According to Gartner’s definition, this market covers applications with AI embedded in them, such as computer vision software, and software that is used to build AI systems. Its forecast is based on use cases, measuring the amount of potential business value, timing of business value and risk to project how use cases will grow.
The top five use case categories for AI software spending in 2022 will be knowledge management, virtual assistants, autonomous vehicles, digital workplace, and crowdsourced data.
“The AI software market is picking up speed, but its long-term trajectory will depend on enterprises advancing their AI maturity,” said Alys Woodward, Senior Research Director of Gartner.
“Successful AI business outcomes will depend on the careful selection of use cases. Use cases that deliver significant business value, yet can be scaled to reduce risk, are critical to demonstrate the impact of AI investment to business stakeholders,” she added.
Enterprises continue to demonstrate a strong interest in AI, with 48 percent of CIOs in the 2022 Gartner CIO and Technology Executive Survey indicating that they have already deployed or plan to deploy AI and machine learning technologies within the next 12 months.
However, Gartner research found that organisations commonly experiment with AI but struggle to make the technology a part of their standard operations.

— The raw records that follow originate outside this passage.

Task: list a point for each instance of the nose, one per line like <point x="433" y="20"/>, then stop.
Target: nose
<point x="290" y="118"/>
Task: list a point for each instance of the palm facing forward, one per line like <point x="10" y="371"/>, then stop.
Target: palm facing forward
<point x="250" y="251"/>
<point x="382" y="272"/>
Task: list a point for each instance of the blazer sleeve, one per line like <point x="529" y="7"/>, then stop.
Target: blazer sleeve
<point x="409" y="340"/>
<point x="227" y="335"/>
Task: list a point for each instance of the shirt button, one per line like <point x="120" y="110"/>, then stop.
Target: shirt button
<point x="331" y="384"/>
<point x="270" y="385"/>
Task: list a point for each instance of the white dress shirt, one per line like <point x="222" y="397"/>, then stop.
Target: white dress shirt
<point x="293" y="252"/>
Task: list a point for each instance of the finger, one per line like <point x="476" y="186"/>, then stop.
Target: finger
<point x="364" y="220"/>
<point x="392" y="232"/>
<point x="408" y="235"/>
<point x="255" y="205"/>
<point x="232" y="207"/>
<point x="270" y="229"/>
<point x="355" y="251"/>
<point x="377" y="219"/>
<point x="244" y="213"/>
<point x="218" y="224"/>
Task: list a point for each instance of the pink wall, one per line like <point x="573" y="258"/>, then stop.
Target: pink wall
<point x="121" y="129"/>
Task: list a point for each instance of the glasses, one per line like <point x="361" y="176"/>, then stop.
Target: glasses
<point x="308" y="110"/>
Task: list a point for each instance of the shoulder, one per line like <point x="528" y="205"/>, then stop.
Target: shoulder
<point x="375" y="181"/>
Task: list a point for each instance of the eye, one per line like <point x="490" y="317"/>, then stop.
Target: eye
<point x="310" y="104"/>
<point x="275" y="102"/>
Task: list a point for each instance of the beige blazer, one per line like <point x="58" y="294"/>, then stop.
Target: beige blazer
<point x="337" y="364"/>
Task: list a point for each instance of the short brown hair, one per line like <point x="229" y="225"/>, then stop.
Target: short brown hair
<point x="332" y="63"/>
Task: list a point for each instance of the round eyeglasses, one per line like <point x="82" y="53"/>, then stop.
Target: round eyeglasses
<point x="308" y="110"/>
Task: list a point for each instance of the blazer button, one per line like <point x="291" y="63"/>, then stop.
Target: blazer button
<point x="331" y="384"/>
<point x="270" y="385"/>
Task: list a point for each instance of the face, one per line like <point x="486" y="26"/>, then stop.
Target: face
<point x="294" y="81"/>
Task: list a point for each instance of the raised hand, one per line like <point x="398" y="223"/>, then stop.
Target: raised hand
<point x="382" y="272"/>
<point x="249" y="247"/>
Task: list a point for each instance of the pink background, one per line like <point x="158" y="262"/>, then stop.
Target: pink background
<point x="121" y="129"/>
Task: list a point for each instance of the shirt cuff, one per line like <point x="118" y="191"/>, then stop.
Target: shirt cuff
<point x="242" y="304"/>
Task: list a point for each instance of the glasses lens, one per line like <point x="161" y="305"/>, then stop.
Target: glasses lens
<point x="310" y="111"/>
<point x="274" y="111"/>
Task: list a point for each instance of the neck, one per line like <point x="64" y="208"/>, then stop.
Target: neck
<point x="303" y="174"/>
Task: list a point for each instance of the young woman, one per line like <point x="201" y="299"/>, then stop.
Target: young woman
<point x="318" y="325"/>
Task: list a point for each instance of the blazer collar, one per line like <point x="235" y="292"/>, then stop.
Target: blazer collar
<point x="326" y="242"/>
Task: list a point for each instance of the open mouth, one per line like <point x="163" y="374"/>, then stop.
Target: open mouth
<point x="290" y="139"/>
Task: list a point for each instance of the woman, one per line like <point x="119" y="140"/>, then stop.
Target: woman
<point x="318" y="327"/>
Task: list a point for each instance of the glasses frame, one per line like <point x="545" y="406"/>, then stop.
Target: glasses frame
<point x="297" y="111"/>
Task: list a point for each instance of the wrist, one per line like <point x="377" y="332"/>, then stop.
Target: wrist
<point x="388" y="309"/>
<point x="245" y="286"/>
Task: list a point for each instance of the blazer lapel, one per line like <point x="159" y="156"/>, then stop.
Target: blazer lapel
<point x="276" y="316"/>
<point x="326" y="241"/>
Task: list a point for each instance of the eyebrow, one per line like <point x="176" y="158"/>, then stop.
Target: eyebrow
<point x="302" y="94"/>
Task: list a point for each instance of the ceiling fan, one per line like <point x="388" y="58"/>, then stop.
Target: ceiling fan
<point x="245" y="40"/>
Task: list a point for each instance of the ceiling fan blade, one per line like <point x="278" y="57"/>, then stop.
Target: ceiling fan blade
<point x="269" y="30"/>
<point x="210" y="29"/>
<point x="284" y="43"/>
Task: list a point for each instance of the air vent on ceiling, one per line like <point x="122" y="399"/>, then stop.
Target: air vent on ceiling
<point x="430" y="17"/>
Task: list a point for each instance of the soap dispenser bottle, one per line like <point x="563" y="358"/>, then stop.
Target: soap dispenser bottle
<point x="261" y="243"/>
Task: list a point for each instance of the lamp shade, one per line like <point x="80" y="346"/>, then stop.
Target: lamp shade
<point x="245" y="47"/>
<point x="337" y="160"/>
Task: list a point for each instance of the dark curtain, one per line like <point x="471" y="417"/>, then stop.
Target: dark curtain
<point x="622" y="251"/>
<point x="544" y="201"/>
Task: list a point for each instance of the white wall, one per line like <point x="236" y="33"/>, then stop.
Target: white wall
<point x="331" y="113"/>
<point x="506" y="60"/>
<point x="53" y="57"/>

The research firm predicts that it will take until 2025 for half of organisations worldwide to reach what Gartner’s AI maturity model describes as the “stabilisation stage” of AI maturity or beyond.
Advances in AI maturity will increase AI software revenue due to increased spending, particularly across the data and analytics-related technology category. A lag in maturity — caused by reluctance to embrace AI, lack of trust in AI and difficulties delivering business value from AI — will have a corresponding deceleration effect on spending and revenue.